India believes that New Delhi has acquired greater leverage with Sri Lanka and therefore can apply more pressure to achieve its aims following abstention on the vote in Geneva that approved an international probe by United Nations Human Rights Council on human rights abuses in the last stages of the Lankan civil war.
On Thursday, India abstained on the US-sponsored vote in the UNHRC, which was a break from the pattern of the last two years. The explanation given was that the resolution called for a probe by an international organisation, which would be intrusive and counterproductive.
A day later, foreign secretary Sujatha Singh reiterated that India’s position at UNHRC was the right thing to do. “We believe that our decision to abstain on the UNHRC resolution adopted on Thursday will strengthen our hand in achieving our objectives vis-a-vis the Tamil community in Lanka,” Sujatha Singh said on Friday.
She added, “We must understand that the international community needs to work with the Government of Sri Lanka in ensuring justice and progress for the Tamils in Sri Lanka”.
She clearly said India expected more progress from Sri Lanka in the areas of “missing persons, detainees, reduction of high security zones, return of private lands by the military, and withdrawal of security forces from the civilian domain in the Northern Province”.
The foreign secretary believes “Our abstention on Thursday is in the best interest of the Tamils in Sri Lanka and will assist us in our efforts to help them. Additionally, it is also in the interest of the fishermen’s communities in Tamil Nadu and in Puducherry.”
In the same breath, she highlighted that the Sri Lankan government had released all Indian fishermen in custody as a ‘good will gesture’. “This is the first step towards a long-term solution to the fishermen’s issue,” she said, referring to the release of 98 Indian fishermen and 23 boats earlier on Friday by the Lankan government.
When asked why ‘sentiments’ of TN were discounted in not supporting the resolution, a senior government official said the views of the State government and people were considered carefully, but ultimately it was a balancing act between various factors.
The ‘final objective’ of all the parties, as well as the Indian government was to be able to give a fair deal for Lankan Tamils within the framework of a united Sri Lanka, it was pointed out.

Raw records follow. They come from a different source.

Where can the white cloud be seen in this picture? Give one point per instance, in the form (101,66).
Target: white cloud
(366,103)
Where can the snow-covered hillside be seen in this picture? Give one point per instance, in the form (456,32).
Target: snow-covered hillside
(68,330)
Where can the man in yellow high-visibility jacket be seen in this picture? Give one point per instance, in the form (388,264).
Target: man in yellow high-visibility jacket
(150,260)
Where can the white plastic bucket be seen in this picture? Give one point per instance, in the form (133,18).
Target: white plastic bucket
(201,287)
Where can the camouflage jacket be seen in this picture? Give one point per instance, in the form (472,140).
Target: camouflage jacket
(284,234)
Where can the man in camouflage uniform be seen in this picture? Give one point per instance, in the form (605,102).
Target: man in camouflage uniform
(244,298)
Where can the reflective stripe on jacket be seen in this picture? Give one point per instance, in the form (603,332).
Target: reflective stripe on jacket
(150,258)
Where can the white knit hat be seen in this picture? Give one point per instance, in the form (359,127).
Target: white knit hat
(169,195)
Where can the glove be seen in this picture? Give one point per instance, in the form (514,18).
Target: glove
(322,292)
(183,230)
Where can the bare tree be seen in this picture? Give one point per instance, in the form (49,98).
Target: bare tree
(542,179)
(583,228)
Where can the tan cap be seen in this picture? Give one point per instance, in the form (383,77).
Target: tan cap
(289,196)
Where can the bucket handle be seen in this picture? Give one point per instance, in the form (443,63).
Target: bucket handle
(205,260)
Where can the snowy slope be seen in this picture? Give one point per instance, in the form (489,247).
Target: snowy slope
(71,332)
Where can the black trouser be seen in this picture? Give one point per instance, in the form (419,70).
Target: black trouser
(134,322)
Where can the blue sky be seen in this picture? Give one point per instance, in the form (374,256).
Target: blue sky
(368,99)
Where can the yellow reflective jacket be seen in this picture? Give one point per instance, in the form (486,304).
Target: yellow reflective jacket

“Lanka has already rejected the resolution... If India had voted yes, how will it have helped to achi-
eve the objective of bettering the lives of the Tamils?” asked a senior official of external affairs ministry.
On the issue of Colombo repeatedly blocking the implementation of 13th amendment, the official said it was not an easy issue, but expected some progress on this matter. “Even on this, what result can you expect through an international resolution, that you will not get through dialogue,” said the official.
Officials here insisted that the best way to push Colombo to make concessions was not through the multilateral route, but on bilateral basis.
Making a direct link between India’s abstention and release of fishermen, officials were hopeful of more positive development to find a solution to this intractable solution, once another meeting between fishermen association from both sides took place.